A 51 meter length of wire is cut into two parts.  
The first part is fashioned into a rectangle that is twice as long as it is wide.  
The second part is fashioned into a square.  
How much of the originial wire is used for each shape 
if the shapes' combined area is a minimum?  
Use the second derivative test(S.D.T.) to determine the minimum.

Couple of questions/comments on this problem. Why the SDT? Out of all the examples in the bookn either max or min optimization problems don't do the SDT. They do the first derivative test to determine critical values to solve the problem. Second question is my primary and secondary equations set up right? This the primary equation:
$$A = xy + x^2$$
Secondary:
$$51 = 2(2x + y) + 4x$$

 

[daveb]

Why are you assuming the rectangle has a short side equal to a side of the square? That's not necessarily the case.

 

[NIZBIT]

So I need a third variable? I'm starting to understand this less and less.

 

[quantumdude]

No you don't need a third variable, because the length of the wire was given. You've made two mistakes here.

1.) The dimensions of the rectangle aren't 2x by y, they're 2x by x. They told you that one dimension is twice the other.

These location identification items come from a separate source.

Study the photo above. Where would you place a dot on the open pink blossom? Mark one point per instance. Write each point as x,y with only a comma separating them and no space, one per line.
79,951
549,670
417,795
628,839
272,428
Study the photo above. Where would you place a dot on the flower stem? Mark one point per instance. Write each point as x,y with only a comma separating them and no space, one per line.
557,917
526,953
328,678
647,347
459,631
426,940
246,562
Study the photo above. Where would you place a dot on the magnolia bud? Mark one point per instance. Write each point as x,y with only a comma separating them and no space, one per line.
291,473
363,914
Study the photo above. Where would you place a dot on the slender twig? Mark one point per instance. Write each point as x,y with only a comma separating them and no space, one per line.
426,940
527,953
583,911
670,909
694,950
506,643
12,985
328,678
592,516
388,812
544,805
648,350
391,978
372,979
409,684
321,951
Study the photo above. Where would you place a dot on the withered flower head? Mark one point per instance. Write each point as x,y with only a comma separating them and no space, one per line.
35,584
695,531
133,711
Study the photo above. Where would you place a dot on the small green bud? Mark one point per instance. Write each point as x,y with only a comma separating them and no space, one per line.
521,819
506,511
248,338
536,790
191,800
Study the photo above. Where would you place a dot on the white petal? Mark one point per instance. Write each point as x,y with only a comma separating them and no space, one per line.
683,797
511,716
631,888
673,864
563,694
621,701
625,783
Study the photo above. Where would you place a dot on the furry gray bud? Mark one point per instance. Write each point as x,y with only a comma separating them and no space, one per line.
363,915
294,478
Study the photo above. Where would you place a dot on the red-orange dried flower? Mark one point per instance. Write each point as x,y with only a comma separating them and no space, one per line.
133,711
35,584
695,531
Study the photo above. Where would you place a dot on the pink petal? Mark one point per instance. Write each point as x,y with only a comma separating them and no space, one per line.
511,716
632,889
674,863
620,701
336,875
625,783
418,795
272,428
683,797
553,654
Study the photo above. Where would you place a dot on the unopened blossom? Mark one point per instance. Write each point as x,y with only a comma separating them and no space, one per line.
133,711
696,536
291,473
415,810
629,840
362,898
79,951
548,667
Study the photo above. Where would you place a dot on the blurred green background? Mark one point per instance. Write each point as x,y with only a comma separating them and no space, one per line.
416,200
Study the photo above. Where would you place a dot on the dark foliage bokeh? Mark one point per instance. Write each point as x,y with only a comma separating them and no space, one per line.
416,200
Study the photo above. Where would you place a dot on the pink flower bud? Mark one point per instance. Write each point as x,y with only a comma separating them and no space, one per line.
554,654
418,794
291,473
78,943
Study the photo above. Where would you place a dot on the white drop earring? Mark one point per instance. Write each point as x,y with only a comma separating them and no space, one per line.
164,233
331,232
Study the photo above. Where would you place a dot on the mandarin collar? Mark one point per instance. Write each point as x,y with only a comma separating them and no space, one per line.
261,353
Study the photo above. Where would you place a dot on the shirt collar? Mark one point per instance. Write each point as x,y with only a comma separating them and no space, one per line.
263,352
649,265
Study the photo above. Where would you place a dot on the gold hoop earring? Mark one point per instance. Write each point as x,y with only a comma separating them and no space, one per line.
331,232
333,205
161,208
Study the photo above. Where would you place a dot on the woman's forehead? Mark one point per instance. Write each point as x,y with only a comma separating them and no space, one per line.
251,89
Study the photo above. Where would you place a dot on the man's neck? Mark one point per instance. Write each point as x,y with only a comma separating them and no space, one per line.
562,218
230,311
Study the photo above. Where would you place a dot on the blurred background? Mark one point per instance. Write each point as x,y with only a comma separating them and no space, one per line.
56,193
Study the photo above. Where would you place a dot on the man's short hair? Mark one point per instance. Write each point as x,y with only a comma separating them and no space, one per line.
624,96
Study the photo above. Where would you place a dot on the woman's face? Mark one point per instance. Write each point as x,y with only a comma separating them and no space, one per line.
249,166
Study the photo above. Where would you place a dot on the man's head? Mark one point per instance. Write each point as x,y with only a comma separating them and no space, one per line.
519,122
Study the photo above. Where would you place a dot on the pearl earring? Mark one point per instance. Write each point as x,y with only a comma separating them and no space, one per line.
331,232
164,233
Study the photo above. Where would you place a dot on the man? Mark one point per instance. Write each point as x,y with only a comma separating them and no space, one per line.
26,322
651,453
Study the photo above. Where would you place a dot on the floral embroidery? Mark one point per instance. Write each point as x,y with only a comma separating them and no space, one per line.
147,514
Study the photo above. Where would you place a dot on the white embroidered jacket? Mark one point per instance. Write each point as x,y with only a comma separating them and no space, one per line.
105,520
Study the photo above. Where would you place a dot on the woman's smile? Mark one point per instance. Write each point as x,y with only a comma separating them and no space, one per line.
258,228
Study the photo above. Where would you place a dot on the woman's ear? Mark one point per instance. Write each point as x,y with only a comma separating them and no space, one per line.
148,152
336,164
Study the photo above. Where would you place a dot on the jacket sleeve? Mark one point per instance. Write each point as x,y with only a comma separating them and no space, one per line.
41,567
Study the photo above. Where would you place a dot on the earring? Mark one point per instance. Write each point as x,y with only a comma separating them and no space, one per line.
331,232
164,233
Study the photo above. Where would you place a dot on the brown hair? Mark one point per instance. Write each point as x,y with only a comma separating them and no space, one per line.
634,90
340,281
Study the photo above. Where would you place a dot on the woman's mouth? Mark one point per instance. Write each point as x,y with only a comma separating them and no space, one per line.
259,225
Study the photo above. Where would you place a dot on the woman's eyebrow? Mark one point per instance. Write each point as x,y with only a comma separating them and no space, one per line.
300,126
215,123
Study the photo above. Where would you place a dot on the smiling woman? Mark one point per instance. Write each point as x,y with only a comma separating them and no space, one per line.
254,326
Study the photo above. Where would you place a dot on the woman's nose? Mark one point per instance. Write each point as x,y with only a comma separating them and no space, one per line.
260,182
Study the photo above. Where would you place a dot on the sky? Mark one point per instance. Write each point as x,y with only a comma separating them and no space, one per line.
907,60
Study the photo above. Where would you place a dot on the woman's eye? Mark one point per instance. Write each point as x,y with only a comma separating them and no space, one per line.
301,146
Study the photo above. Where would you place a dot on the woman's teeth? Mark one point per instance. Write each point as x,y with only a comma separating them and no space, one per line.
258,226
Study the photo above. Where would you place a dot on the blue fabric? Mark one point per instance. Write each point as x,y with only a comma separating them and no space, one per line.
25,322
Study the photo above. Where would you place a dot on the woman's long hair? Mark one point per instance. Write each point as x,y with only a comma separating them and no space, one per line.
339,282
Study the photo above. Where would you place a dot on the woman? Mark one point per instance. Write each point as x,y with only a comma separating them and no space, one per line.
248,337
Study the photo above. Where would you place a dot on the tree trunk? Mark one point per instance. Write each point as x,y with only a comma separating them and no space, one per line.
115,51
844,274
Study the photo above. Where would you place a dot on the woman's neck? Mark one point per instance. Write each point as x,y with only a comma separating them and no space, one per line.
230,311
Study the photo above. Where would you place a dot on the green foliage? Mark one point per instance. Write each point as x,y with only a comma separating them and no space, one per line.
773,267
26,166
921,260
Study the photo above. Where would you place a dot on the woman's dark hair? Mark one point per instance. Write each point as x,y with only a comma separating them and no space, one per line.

Then there's the mistake that daveb pointed out.

2.) You're assuming that each side of the square has the same length as the width of the rectangle. That isn't necessarily the case, so call it something else (like y).

 

[HallsofIvy]

No, you only need two variables because you haven't used "a rectangle that is twice as long as it is wide".

You are cutting the wire into two pieces. One is used to form a rectangle. Since the "rectangle is twice as long as it is wide", you can call the width of the rectangle x and the length will be 2x. Then the area is 2x² and the perimeter (the length of that piece of wire) is 2x+ 2(2x)= 6x. The other piece is used to form a square. Call the length of a side of the square y. Then the area is y² and the perimeter (the length of that piece of wire) is 4y. Since the entire wire has length 51 m, you have 6x+ 4y= 51 and want to minimize 2x²+ y² subject to that constraint.

The second derivative test can be used determine if your critical point is a minimum.

 

[NIZBIT]

Thanks for the help! Times like these make me wonder about my math career.